Netaş CEO’su Müjdat Altay önce 4G’nin en güncel versiyonunu ardından da bu dünyanın siber güvenliğini geliştirdiklerini açıkladı. Bölgesel sistem entegratörüne dönüşen Netaş’ın yeni oyun alanı gelecek 20 yılın teknolojilerini barındırıyor.
Netaş, 1980’lerin sonlarında genç bir mühendis adayı olarak staj yaptığımda en yeni teknolojileri yakından takip eden bir genel müdürlük ile üretim bölümünü bir arada tutan komple bir tesisti. Yıllar sonra 2010’lu yıllara yaklaşırken ziyaret ettiğimde, en dikkat çekici değişim tesisin üretim yapılan bölümündeki lehim havuzu ve bundan buram buram yayılan erimiş metal buharının kokusunun ortadan kaybolmuş olmasıydı. Netaş bu tarihlerde hâlâ Nortel’in bir parçasıydı ama yazılıma odaklanan şirket lehim havuzunu kaldırıp o katı yazılım geliştiricilerin harıl harıl çalıştığı bir yetenek havuzuna çevirmişti.

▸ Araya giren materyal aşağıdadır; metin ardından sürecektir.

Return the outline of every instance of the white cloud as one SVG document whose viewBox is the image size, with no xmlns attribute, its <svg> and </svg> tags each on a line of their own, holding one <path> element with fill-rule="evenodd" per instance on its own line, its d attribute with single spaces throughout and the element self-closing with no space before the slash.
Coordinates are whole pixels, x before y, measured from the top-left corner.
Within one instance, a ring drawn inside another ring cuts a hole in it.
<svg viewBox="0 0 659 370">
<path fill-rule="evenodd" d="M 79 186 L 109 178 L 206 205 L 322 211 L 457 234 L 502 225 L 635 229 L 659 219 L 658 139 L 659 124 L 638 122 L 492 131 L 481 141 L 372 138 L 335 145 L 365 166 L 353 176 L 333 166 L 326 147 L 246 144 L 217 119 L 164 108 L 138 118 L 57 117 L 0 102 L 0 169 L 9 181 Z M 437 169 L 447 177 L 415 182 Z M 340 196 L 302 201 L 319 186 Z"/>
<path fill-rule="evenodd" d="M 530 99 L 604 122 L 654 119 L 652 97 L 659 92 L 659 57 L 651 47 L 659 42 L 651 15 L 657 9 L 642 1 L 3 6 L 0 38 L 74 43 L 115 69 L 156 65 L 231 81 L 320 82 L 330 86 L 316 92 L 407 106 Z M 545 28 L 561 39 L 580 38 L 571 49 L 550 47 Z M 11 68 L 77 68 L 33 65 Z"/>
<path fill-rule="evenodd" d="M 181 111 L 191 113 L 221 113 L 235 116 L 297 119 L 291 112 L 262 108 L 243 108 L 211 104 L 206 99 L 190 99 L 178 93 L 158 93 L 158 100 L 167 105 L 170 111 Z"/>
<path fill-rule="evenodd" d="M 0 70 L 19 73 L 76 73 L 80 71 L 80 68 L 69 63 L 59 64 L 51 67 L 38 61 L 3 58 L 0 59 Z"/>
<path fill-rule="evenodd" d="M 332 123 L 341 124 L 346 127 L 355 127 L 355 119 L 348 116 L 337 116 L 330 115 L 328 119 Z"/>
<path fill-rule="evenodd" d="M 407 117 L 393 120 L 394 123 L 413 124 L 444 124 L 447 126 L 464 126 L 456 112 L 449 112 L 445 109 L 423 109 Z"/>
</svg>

Aradan geçen yıllarda Netaş’ın Ümraniye’deki bu kampüsü tamamen ortadan kalkarken şirket Kurtköy’deki yeni binasına taşındı. Yenişehir’deki Esas Gayrimenkul/Aeropark binasında Pegasus ile komşu olan Netaş ile aynı binada Pegasus Havayolları da yer alıyor. Aynı binada yer alan Caffe Nero ve DC Fitness spor salonu ve Esas Gayrimenkul’ün Aeropark için yaptığı reklamda kullandığı “Homeofis değil, Ofishome” Netaş çalışanlarının yeni yaşam alanının özellikleri hakkında bir fikir veriyor.

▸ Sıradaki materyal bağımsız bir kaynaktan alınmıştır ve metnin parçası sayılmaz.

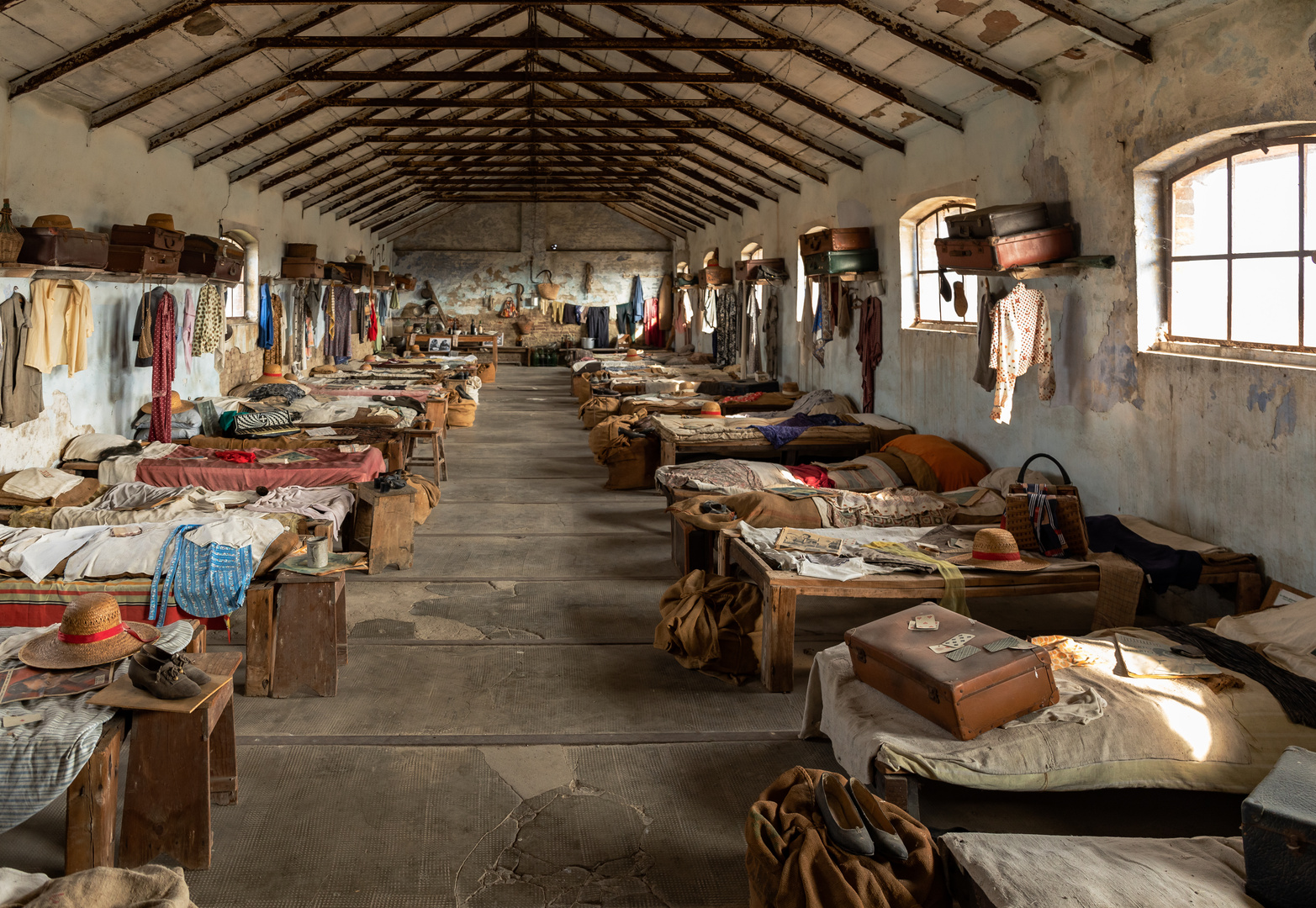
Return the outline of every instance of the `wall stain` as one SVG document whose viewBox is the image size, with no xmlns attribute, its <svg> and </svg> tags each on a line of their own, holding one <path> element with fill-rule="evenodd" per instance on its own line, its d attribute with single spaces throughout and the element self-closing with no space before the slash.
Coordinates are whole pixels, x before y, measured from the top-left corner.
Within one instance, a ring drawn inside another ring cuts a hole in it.
<svg viewBox="0 0 1316 908">
<path fill-rule="evenodd" d="M 1019 21 L 1019 16 L 1005 9 L 994 9 L 986 16 L 983 16 L 983 30 L 978 36 L 978 39 L 984 45 L 1000 43 L 1011 34 L 1015 33 L 1023 22 Z"/>
</svg>

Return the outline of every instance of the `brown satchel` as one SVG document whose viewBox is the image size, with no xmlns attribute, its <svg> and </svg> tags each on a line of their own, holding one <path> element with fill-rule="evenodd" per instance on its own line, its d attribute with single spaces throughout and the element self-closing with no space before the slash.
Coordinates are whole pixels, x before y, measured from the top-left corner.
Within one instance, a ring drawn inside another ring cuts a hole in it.
<svg viewBox="0 0 1316 908">
<path fill-rule="evenodd" d="M 1033 515 L 1028 511 L 1028 486 L 1024 483 L 1028 465 L 1040 457 L 1045 457 L 1061 471 L 1061 484 L 1048 486 L 1046 497 L 1055 503 L 1055 526 L 1065 536 L 1065 554 L 1083 558 L 1088 551 L 1083 501 L 1079 499 L 1078 487 L 1070 483 L 1069 472 L 1050 454 L 1033 454 L 1019 468 L 1019 479 L 1011 484 L 1005 493 L 1005 529 L 1015 537 L 1015 542 L 1021 550 L 1042 550 L 1037 542 L 1037 532 L 1033 529 Z"/>
</svg>

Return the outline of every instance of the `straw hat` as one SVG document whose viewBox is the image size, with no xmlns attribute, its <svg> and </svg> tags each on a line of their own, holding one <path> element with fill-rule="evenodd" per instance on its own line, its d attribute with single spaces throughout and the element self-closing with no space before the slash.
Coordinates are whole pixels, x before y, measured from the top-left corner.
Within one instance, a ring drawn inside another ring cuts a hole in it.
<svg viewBox="0 0 1316 908">
<path fill-rule="evenodd" d="M 1019 554 L 1019 543 L 1009 530 L 984 529 L 974 534 L 974 550 L 967 555 L 948 558 L 953 565 L 986 567 L 992 571 L 1042 571 L 1046 562 Z"/>
<path fill-rule="evenodd" d="M 29 640 L 18 658 L 33 668 L 86 668 L 118 662 L 159 636 L 149 624 L 124 621 L 108 592 L 88 592 L 68 604 L 59 630 Z"/>
<path fill-rule="evenodd" d="M 42 214 L 32 222 L 32 226 L 54 228 L 55 230 L 75 229 L 72 220 L 67 214 Z M 82 228 L 76 229 L 80 230 Z"/>
<path fill-rule="evenodd" d="M 178 391 L 170 391 L 168 392 L 168 409 L 170 409 L 171 413 L 182 413 L 183 411 L 196 409 L 196 404 L 193 404 L 191 400 L 183 400 L 179 396 Z M 142 412 L 143 413 L 150 413 L 151 412 L 151 403 L 150 401 L 142 404 Z"/>
</svg>

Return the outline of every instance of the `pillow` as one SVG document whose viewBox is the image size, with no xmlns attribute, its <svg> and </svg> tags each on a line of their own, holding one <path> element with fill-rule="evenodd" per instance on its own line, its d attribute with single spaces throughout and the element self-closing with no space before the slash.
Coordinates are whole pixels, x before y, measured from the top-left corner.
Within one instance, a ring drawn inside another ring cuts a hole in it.
<svg viewBox="0 0 1316 908">
<path fill-rule="evenodd" d="M 93 432 L 86 436 L 78 436 L 68 442 L 68 445 L 64 446 L 64 459 L 89 461 L 95 463 L 100 461 L 100 455 L 104 451 L 108 451 L 111 447 L 122 447 L 128 443 L 128 438 L 124 438 L 122 436 L 100 434 Z"/>
<path fill-rule="evenodd" d="M 938 488 L 925 490 L 930 492 L 976 486 L 987 475 L 986 466 L 941 436 L 900 436 L 888 441 L 882 450 L 896 450 L 924 461 L 937 479 Z"/>
</svg>

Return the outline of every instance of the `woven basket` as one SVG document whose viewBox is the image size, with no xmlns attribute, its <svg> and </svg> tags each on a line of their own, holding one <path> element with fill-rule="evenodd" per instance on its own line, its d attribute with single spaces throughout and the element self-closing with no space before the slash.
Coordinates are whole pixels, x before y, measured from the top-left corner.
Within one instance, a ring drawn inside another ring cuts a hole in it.
<svg viewBox="0 0 1316 908">
<path fill-rule="evenodd" d="M 475 425 L 474 400 L 450 400 L 447 403 L 447 425 L 466 429 Z"/>
<path fill-rule="evenodd" d="M 1083 501 L 1079 497 L 1078 487 L 1070 483 L 1069 472 L 1050 454 L 1033 454 L 1024 461 L 1019 470 L 1019 480 L 1012 483 L 1005 493 L 1005 522 L 1004 528 L 1015 537 L 1020 551 L 1041 551 L 1037 542 L 1037 532 L 1033 529 L 1033 516 L 1028 511 L 1028 487 L 1024 484 L 1024 472 L 1028 465 L 1040 457 L 1059 467 L 1059 486 L 1048 486 L 1046 493 L 1055 500 L 1055 524 L 1065 536 L 1065 554 L 1071 558 L 1083 558 L 1088 553 L 1087 547 L 1087 520 L 1083 517 Z"/>
</svg>

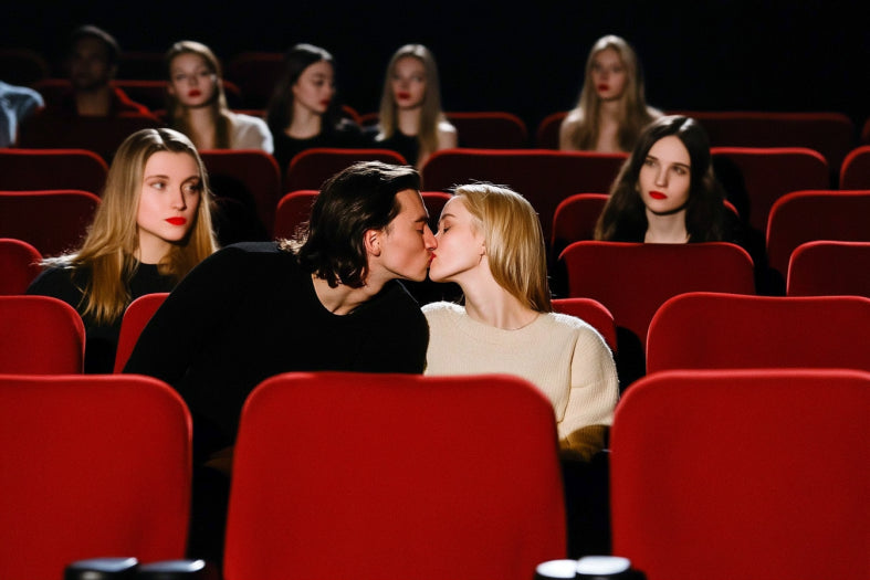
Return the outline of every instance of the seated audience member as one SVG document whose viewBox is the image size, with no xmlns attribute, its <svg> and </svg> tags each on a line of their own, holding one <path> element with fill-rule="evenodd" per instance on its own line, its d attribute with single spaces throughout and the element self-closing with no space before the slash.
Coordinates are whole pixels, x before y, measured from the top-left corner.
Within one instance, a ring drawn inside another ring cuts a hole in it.
<svg viewBox="0 0 870 580">
<path fill-rule="evenodd" d="M 214 250 L 208 180 L 193 144 L 171 129 L 143 129 L 118 148 L 82 246 L 45 259 L 28 294 L 78 310 L 85 372 L 112 372 L 127 305 L 169 292 Z"/>
<path fill-rule="evenodd" d="M 559 127 L 559 149 L 627 152 L 643 127 L 660 116 L 647 105 L 635 50 L 619 36 L 602 36 L 586 61 L 577 106 Z"/>
<path fill-rule="evenodd" d="M 44 105 L 42 95 L 32 88 L 0 81 L 0 147 L 14 147 L 21 122 Z"/>
<path fill-rule="evenodd" d="M 397 281 L 424 280 L 436 246 L 419 190 L 410 167 L 350 166 L 324 183 L 295 239 L 217 252 L 143 330 L 125 372 L 165 380 L 193 415 L 190 557 L 220 561 L 231 446 L 262 380 L 422 372 L 426 318 Z"/>
<path fill-rule="evenodd" d="M 541 389 L 553 404 L 563 455 L 569 553 L 607 553 L 607 461 L 598 452 L 619 397 L 616 365 L 591 326 L 552 312 L 537 213 L 510 189 L 461 186 L 436 239 L 429 277 L 459 284 L 464 304 L 423 306 L 431 335 L 426 373 L 506 372 Z"/>
<path fill-rule="evenodd" d="M 422 44 L 401 46 L 387 65 L 373 146 L 392 149 L 422 168 L 439 149 L 457 147 L 459 135 L 441 109 L 438 66 Z"/>
<path fill-rule="evenodd" d="M 296 44 L 284 56 L 284 68 L 266 109 L 274 156 L 282 175 L 293 157 L 314 147 L 359 147 L 361 134 L 342 117 L 335 99 L 335 62 L 326 50 Z"/>
<path fill-rule="evenodd" d="M 701 125 L 689 117 L 661 117 L 643 130 L 622 165 L 595 238 L 652 243 L 732 241 L 724 199 Z"/>
<path fill-rule="evenodd" d="M 75 29 L 70 39 L 66 67 L 71 87 L 56 103 L 48 103 L 45 115 L 60 117 L 114 117 L 122 113 L 150 114 L 112 85 L 120 49 L 108 32 L 92 25 Z"/>
<path fill-rule="evenodd" d="M 530 380 L 553 403 L 564 452 L 590 458 L 612 421 L 616 366 L 598 331 L 553 312 L 531 203 L 506 188 L 461 186 L 441 212 L 436 240 L 429 277 L 459 284 L 464 304 L 423 306 L 426 373 L 509 372 Z"/>
<path fill-rule="evenodd" d="M 233 113 L 227 105 L 218 57 L 189 40 L 166 53 L 167 125 L 190 137 L 197 149 L 262 149 L 272 152 L 265 122 Z"/>
</svg>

Netaş’ın yeni çalışanları hakkında fikir sahibi olmak içinse Foursquare’de paylaştıkları fotoğraflara bakmak yeterli. Netaş, mühendislik yeteneklerinin üzerine yumuşak becerileri (soft skill) eklemeyi başarmış görünüyor. Paylaşılan fotoğrafların bir kısmı bina ile ilgili olsa da ağırlıkla içerideki yaşamı yansıtan kareler -ve dikdörtgenler- dikkat çekiyor. Oturma düzeninin ekip çalışmasına uyacak şekilde ayarlanmış olmasından çalışanların binaya damgalarını vurmasına kadar birçok unsur, orada neler olduğunu anlamak için kahin olma gereğini ortadan kaldırıyor. En çarpıcılarından biri, duvardaki Sünger Bob çizgi film karakteri Patrick Star. Bu, CEO Müjdat Altay’ın geleceği kucaklama ve bu doğrultuda teknoloji geliştirme vizyonunun sadece sözde olmadığını gösteren güçlü bir işaret. İnsan kaynağı başta olmak üzere bu sistemin yollarının bütün taşları itinayla döşeniyor.

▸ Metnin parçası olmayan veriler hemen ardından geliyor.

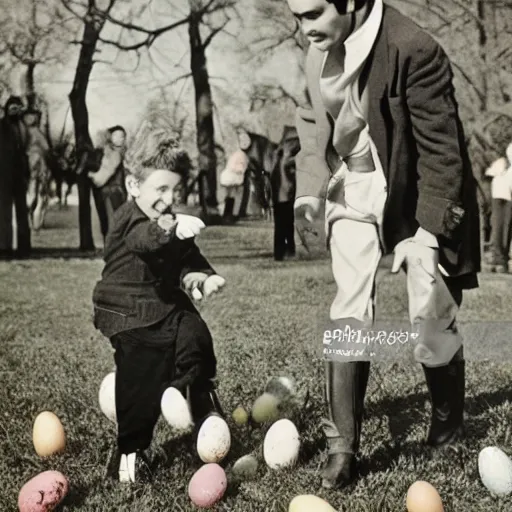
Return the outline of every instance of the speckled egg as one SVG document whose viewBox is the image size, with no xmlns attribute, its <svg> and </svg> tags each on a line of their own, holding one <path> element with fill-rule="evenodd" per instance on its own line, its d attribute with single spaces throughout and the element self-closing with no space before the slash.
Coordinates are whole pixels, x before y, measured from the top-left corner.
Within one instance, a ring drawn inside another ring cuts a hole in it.
<svg viewBox="0 0 512 512">
<path fill-rule="evenodd" d="M 188 495 L 196 507 L 209 508 L 222 499 L 227 486 L 224 470 L 218 464 L 205 464 L 191 478 Z"/>
<path fill-rule="evenodd" d="M 276 421 L 268 429 L 263 441 L 263 457 L 270 468 L 293 466 L 297 462 L 299 450 L 299 432 L 290 420 Z"/>
<path fill-rule="evenodd" d="M 274 421 L 279 416 L 280 400 L 270 393 L 263 393 L 259 396 L 252 406 L 252 419 L 256 423 L 266 423 Z"/>
<path fill-rule="evenodd" d="M 18 496 L 19 512 L 50 512 L 68 493 L 67 478 L 58 471 L 45 471 L 29 480 Z"/>
<path fill-rule="evenodd" d="M 228 424 L 219 416 L 210 416 L 197 434 L 197 453 L 203 462 L 220 462 L 231 448 Z"/>
</svg>

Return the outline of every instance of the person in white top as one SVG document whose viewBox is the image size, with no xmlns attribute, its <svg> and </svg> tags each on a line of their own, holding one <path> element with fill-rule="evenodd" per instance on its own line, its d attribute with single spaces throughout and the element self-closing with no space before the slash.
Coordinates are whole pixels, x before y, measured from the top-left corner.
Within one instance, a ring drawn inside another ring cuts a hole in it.
<svg viewBox="0 0 512 512">
<path fill-rule="evenodd" d="M 491 265 L 499 273 L 508 272 L 512 240 L 512 143 L 506 155 L 485 171 L 492 178 Z"/>
<path fill-rule="evenodd" d="M 308 37 L 310 107 L 297 109 L 296 224 L 325 206 L 337 293 L 330 319 L 372 325 L 381 257 L 407 273 L 414 356 L 432 400 L 426 443 L 463 436 L 465 365 L 456 315 L 478 287 L 474 179 L 450 62 L 434 39 L 382 0 L 287 0 Z M 327 361 L 322 485 L 357 475 L 370 362 Z"/>
</svg>

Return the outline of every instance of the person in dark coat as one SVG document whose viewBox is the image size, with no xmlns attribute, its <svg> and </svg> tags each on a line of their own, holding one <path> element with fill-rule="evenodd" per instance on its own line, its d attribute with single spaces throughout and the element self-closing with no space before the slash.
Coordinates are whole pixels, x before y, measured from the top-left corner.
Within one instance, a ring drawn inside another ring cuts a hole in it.
<svg viewBox="0 0 512 512">
<path fill-rule="evenodd" d="M 186 153 L 165 142 L 157 157 L 130 169 L 133 201 L 114 213 L 93 292 L 94 325 L 115 349 L 122 482 L 140 480 L 138 472 L 148 469 L 145 451 L 167 388 L 188 398 L 196 426 L 223 414 L 212 337 L 189 294 L 208 296 L 225 281 L 195 243 L 202 221 L 172 213 L 182 181 L 176 170 Z"/>
<path fill-rule="evenodd" d="M 30 168 L 27 157 L 27 129 L 23 123 L 23 102 L 11 96 L 0 120 L 0 259 L 13 257 L 12 209 L 16 211 L 17 256 L 31 251 L 27 190 Z"/>
<path fill-rule="evenodd" d="M 103 237 L 112 224 L 114 212 L 128 198 L 123 163 L 125 151 L 126 130 L 120 125 L 112 126 L 107 130 L 103 148 L 96 152 L 101 162 L 99 168 L 88 173 L 94 184 L 92 192 Z"/>
<path fill-rule="evenodd" d="M 287 0 L 310 41 L 309 107 L 297 109 L 296 223 L 325 206 L 335 324 L 373 322 L 383 255 L 407 271 L 414 356 L 432 400 L 426 442 L 464 433 L 465 362 L 456 314 L 478 286 L 480 230 L 452 69 L 441 46 L 382 0 Z M 431 319 L 432 321 L 424 321 Z M 327 361 L 323 485 L 357 476 L 370 362 Z"/>
<path fill-rule="evenodd" d="M 274 259 L 282 261 L 285 256 L 295 256 L 295 223 L 293 202 L 295 200 L 295 155 L 300 149 L 297 131 L 285 126 L 270 182 L 274 208 Z"/>
</svg>

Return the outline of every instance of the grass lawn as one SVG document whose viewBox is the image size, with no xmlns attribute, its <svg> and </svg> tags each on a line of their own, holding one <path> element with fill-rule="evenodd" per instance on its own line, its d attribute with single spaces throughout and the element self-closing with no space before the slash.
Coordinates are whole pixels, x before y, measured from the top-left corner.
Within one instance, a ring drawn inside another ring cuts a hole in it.
<svg viewBox="0 0 512 512">
<path fill-rule="evenodd" d="M 65 250 L 78 245 L 76 218 L 74 207 L 50 211 L 47 229 L 34 237 L 37 257 L 0 263 L 0 511 L 16 510 L 21 486 L 47 469 L 70 481 L 62 510 L 195 510 L 187 486 L 201 461 L 193 440 L 175 437 L 163 421 L 156 432 L 161 462 L 152 486 L 123 490 L 104 477 L 115 427 L 101 413 L 97 396 L 114 362 L 110 344 L 91 323 L 91 292 L 102 261 Z M 321 489 L 322 364 L 314 347 L 321 343 L 321 319 L 335 285 L 321 251 L 275 263 L 272 234 L 270 223 L 247 222 L 201 235 L 199 245 L 228 285 L 200 310 L 216 343 L 219 392 L 227 412 L 237 405 L 250 408 L 273 375 L 295 378 L 301 397 L 309 391 L 305 407 L 294 416 L 301 458 L 296 468 L 283 472 L 262 462 L 254 481 L 230 482 L 215 510 L 286 512 L 295 495 L 317 494 L 340 511 L 404 511 L 408 487 L 421 479 L 438 489 L 447 512 L 512 511 L 512 496 L 492 497 L 477 467 L 486 446 L 512 455 L 512 360 L 504 357 L 468 356 L 467 439 L 460 452 L 444 458 L 421 446 L 430 412 L 420 367 L 406 361 L 374 364 L 362 434 L 363 476 L 345 491 Z M 404 286 L 403 278 L 383 275 L 380 314 L 407 317 Z M 480 289 L 466 294 L 460 321 L 511 319 L 512 276 L 482 275 Z M 472 339 L 471 331 L 466 336 L 470 352 L 481 353 L 476 345 L 486 340 Z M 489 343 L 496 353 L 496 341 Z M 61 418 L 68 438 L 66 452 L 49 460 L 41 460 L 32 444 L 33 421 L 43 410 Z M 239 456 L 261 456 L 265 432 L 230 426 L 228 478 Z"/>
</svg>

Altay, “Biz geliştirdiğimiz her teknolojiyi gelecek 20 yıl boyunca satacak şekilde geliştiriyoruz. 4G’yi geliştirirken böyle yaptık, güvenlik tarafındaki çalışmalarımız da böyle” diyor. Bütün bunların içinde yer aldığı çatı ve Netaş’ın yeni kimliğini belirleyen kod sözcük ise “bölgesel sistem entegratörü”. Bu yılın şubat ayında 2014 rakamlarını açıklayan Netaş’ın, 2014’te aldığı siparişlerin yüzde 30’unun yurtdışından gelmesini sağlaması, bölgesel sistem entregratörü olma doğrultusunda önemli bir veri olarak kendisini gösterdi. Bölgesel genişlemenin bir diğer bileşeni olan derinlik kazanma konusunda da önemli adımlar söz konusu. Özellikle Bangladeş, Kazakistan ve Cezayir’de daha da derinleşen Netaş, bunun sonuçlarını da gördü. Şirket 2014’te yurtdışı satışlarda yüzde 105 ve siparişlerde yüzde 260 artış sağladı. Netaş’ın Cezayir’de toplam 136 milyon dolarlık iki sözleşmenin ardından bu ülkedeki varlığını artırmak istediğini söyleyen Altay, “Tunus, Fas, Kazakistan ve Türki Cumhuriyetlerde varlığımızı artıracağız” diyor.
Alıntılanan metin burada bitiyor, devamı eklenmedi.